Today is officially our last day of summer in the Pelayo household, as the girls start back to school tomorrow. We spent the day hanging out with our friends a few streets away, playing in the pool and just having fun. When I got home, I was perusing the many giveaways that my friends have posted on their blogs, and entered a few. Click here to enter two great ones on Just A Clip Away (Mimi Loves Sookie and GracieLuv Creations giveaways.) As I sat there entering away, I was inspired. I was looking at all the cute things up for grabs, and realized how much I long to really exercise my artistic talents more, in way ways other than cake :) I've ventured into nursery paintings (murals), step stools, plates, ornaments...and I love it all. But, I also know I would need to narrow it down to really be able to market correctly. I can't just be a one-woman show! Those thougths then got my mind rolling...man oh man do I need a job. I real job. One that sends paychecks on a regular basis. Was I crazy to give up teaching? NO WAY. The public school system is on its way down the drain around here and I want NO part in it. But geesh, it was nice to get that paycheck every few weeks.
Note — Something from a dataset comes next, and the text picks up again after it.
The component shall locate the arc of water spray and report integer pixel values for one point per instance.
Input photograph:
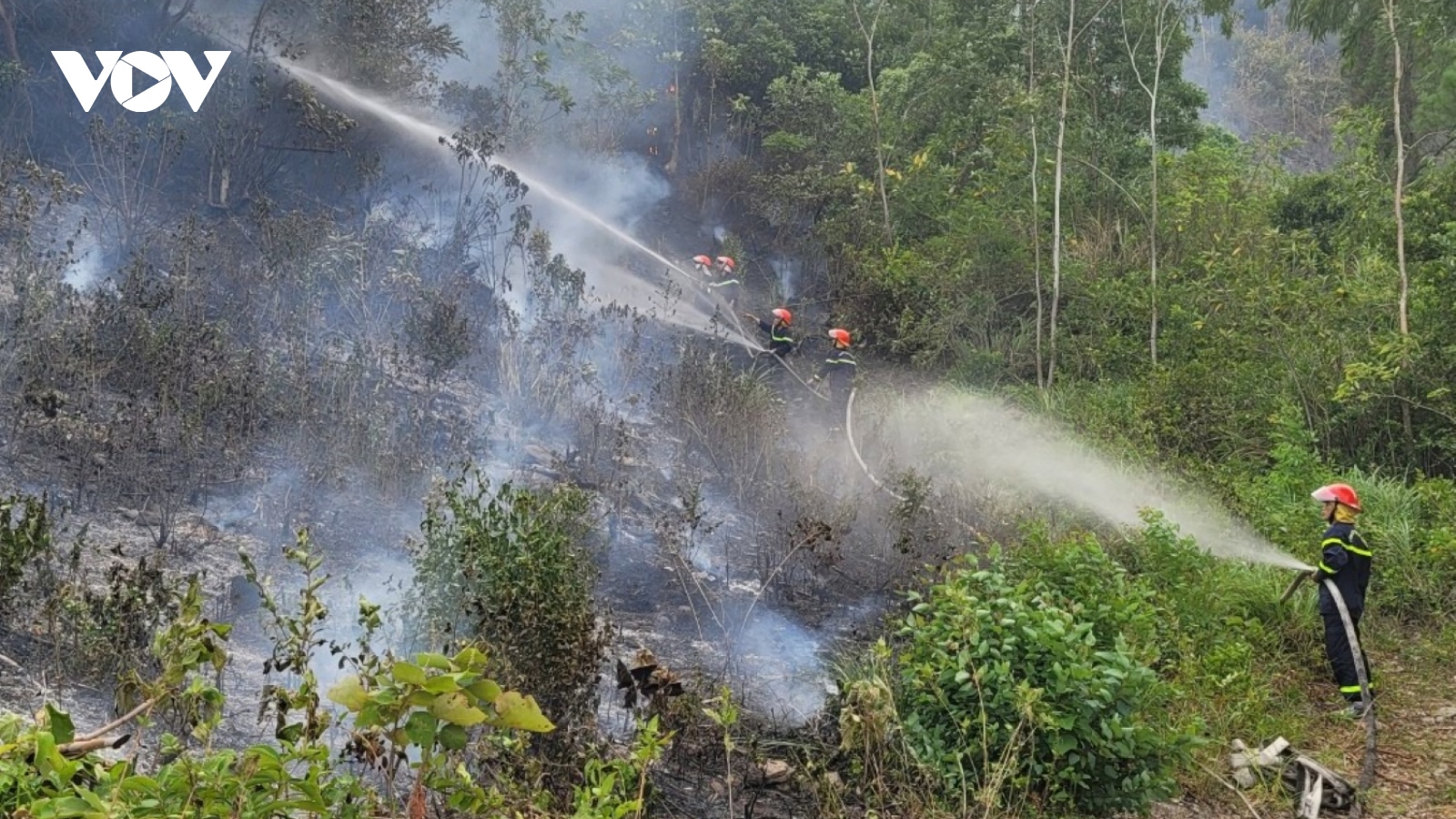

At what price should we sacrifice our mental and physical well being for a check? And it's not like part-time receptionist jobs are growing on trees right now, because if they were I'd be at the front of the line. There are so many things I want to do: go to nursing school, go to beauty school, open a cake shop, start a party planning business, travel the world, have more kids, work as a receptionist and not have to take any work home with me each night, paint kids rooms and nurseries, etc etc etc...so how do you choose? I'm not old, but I'm not getting any younger, either, and I'd really like to know what direction my life is going in by the time I'm 30...
I'm pretty daggone confused...anyone else in that boat with me?